Union of Greek Shipowners (EEE) president Theodore Veniamis on Wednesday decried what he called an “intense negativism” against ocean-going shipping by some quarters, which also display a “hypocritical” stance on the issue of environmental protection in the sector, as he charged, in opening the 4th annual Naftemporiki shipping conference.
In directly referring to a looming global deadline for use of low-sulfur bunkering fuel, Veniamis charged what he called an “unfair position, as well as hypocrisy at the international level, by legislators against the shipping industry, as expressed through the very timely issue of shipping’s compliance with the new regulation for use of 0.5-percent sulfur fuel.

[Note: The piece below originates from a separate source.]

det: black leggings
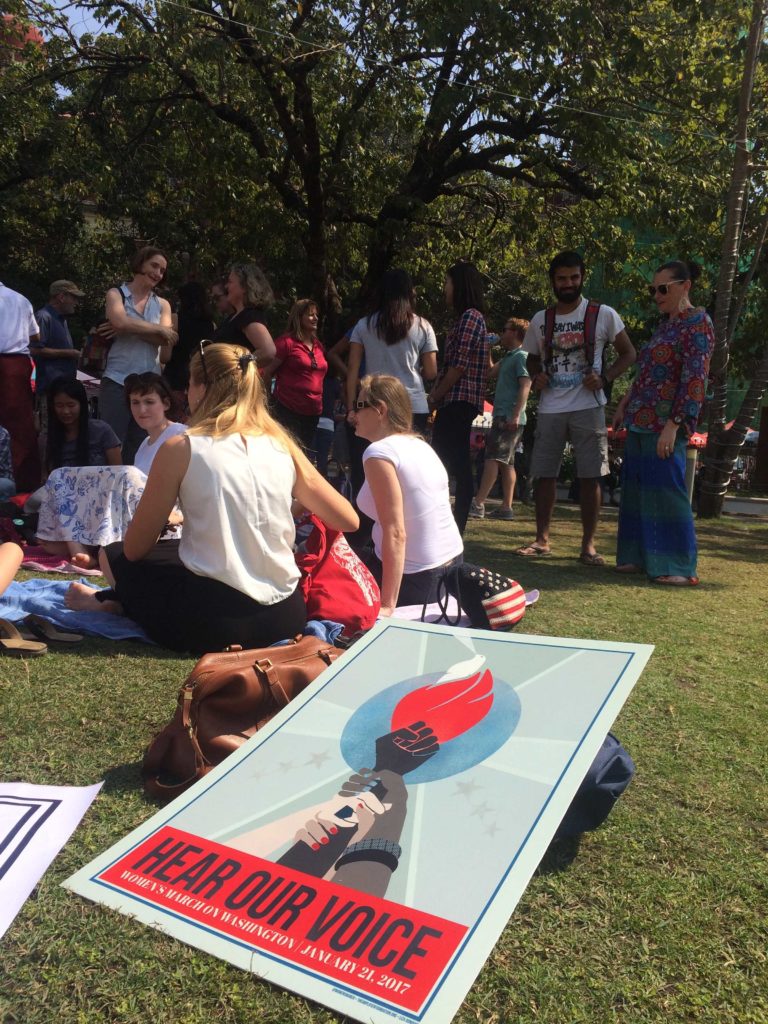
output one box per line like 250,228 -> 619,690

This is a truly dramatic technological change in shipping’s operation, with economic and trade repercussions, especially ones affecting safety and environmental protection.”
Veniamis, who is also president and managing director of Golden Union Shipping, said the global maritime shipping community faces a deadline in 15 months of implementing a new regulation, one whose consequences have not been examined properly, and with no security safeguards in place.
At the same time, he praised a recent IMO decision, “even if delayed”, of recognizing the gaps in the regulation and calling for its re-examination, while sharply criticizing the EU Commission for ignoring the safety issue entailed with switching over to the new low-sulfur fuel.
“Thousands of ships face problems with existing fuels, but no one is condemning the oil companies for the poor quality of fuel they’re supplying to the shipping industry .. there’s a double standard here: excessive strictness for ships, tolerance for oil companies,” he said.
Newly appointed Greek shipping minister Fotis Kouvelis followed Veniamis on the podium, saying his government consider that older vessels in the Greek-flagged registry should be replaced, with an emphasis on safety and environmental protection.